WORK is NP-complete (easy reduction from the PARTITION problem -- no points for figuring out the reduction).
1. [6 points] Suppose you have a blackbox B that can solve WORK (with n tasks) in time T(n). Design an algorithm that can return the time-table for a given YES-instance of WORK (i.e., k, B and set of times {t1 ... tn}) (time-table specifies which tasks should be done on which day) in time that is T(n)*poly(n). Describe the algorithm, idea behind its correctness, and complexity.
2. [4 points] Now consider the optimization version of WORK, i.e., you want to determine the minimum number of days needed to finish all tasks. Since you have already studied NP-completeness, and you know how to show the equivalence between WORK and the optimization version (can you?), you do not even try to come up with a clever time-table. Suppose OPT denotes the minimum number of days.
To schedule them, consider the order they were announced/planned and perform that greedily. That is, try to perform a task on the earliest possible day where it can be done, and move it to a different day if it cannot be performed on any of the earlier days.

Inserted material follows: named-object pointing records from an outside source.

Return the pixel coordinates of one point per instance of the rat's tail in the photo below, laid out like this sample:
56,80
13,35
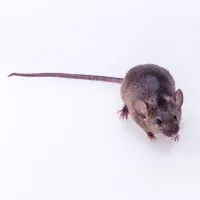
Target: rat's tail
72,76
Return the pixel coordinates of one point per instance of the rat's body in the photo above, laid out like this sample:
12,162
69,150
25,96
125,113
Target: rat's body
149,96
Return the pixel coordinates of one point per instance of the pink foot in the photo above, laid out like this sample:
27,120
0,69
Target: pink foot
151,136
123,113
176,138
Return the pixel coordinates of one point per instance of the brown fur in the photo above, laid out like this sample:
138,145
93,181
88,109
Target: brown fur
155,87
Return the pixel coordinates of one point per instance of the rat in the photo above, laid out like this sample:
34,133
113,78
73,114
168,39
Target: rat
149,95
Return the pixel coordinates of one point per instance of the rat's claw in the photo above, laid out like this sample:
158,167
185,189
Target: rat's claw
176,138
123,113
152,137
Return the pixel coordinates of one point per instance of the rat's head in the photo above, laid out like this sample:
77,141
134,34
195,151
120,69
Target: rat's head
163,117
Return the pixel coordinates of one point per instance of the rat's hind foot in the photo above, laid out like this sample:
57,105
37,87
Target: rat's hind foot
151,136
123,113
176,138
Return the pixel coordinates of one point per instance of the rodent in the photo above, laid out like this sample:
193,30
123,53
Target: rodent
149,96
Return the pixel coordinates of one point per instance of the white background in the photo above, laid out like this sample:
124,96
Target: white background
62,139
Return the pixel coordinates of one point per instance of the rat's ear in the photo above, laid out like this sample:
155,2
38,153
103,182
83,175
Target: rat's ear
140,107
178,98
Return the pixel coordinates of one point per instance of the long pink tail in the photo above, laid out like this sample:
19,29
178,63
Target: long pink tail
71,76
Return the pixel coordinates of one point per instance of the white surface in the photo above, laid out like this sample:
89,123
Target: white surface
61,139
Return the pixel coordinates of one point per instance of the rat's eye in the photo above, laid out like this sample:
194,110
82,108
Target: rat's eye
158,121
175,117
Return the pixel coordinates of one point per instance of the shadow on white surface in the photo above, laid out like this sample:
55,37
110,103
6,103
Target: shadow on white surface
61,139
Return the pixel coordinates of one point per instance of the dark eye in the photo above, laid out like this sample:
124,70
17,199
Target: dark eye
175,117
158,121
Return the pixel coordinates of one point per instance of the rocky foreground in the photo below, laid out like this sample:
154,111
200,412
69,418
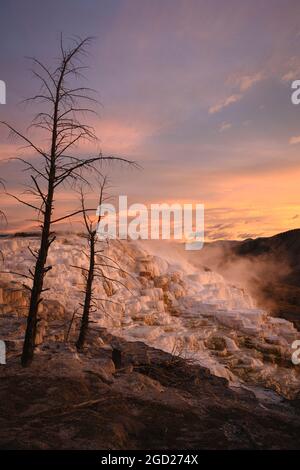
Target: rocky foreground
151,400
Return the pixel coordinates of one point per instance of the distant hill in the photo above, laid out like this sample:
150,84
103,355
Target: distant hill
268,266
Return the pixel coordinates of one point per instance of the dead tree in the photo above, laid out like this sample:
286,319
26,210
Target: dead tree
98,263
64,102
2,216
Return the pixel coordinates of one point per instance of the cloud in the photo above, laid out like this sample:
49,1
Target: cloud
245,82
294,140
225,126
223,104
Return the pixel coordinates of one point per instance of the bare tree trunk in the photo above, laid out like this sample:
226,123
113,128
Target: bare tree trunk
37,288
59,121
88,295
40,266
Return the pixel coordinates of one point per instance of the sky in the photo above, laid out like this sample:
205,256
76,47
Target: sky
198,92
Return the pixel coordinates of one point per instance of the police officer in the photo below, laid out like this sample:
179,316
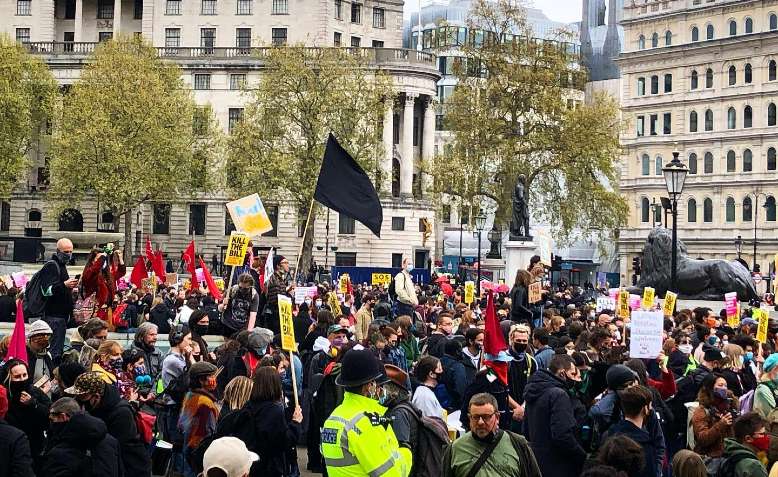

As an example, consider tasks with these times: 300, 900, 300, 800,350,80,50 and B is 1000.
Task 300: Schedule it on day 1, day 1 has 700 seconds left.
Task 900: Cannot be performed on day 1, schedule it on day 2, which now has 100 sec left.
Task 300: Schedule it on day 1, day 1 now has 400 sec left.
Task 800: Cannot be performed on day 1 and day 2, so schedule it on day 3, which now has 200 sec left.
Task 350: Schedule it on day 1, day 1 now has 50 sec left.
Task 80: Cannot be performed on day 1, schedule it on day 2, which now has 20 sec left.
Task 50: Schedule it on day 1, which has no more time left.
(a) [1 points] Prove that there will be at most 1 day on which you will be working for B/2 or fewer hours.
(b) [3 points] Say APPROX is the number of days you would require to finish all tasks in this manner. Prove that the minimum number of days is at least APPROX/2.
(c) [not to be submitted] Prove that if you had instead scheduled the tasks in the order of decreasing times, OPT >= APPROX/1.5.
3. [5 points] Prove that if someone was able to design a polynomial-time (1.5-eps)-approximation algorithm for WORK for any 0 < eps <= 0.5, then we will be able to design a polynomial-time algorithm for PARTITION. Describe the algorithm, idea behind its correctness, and complexity.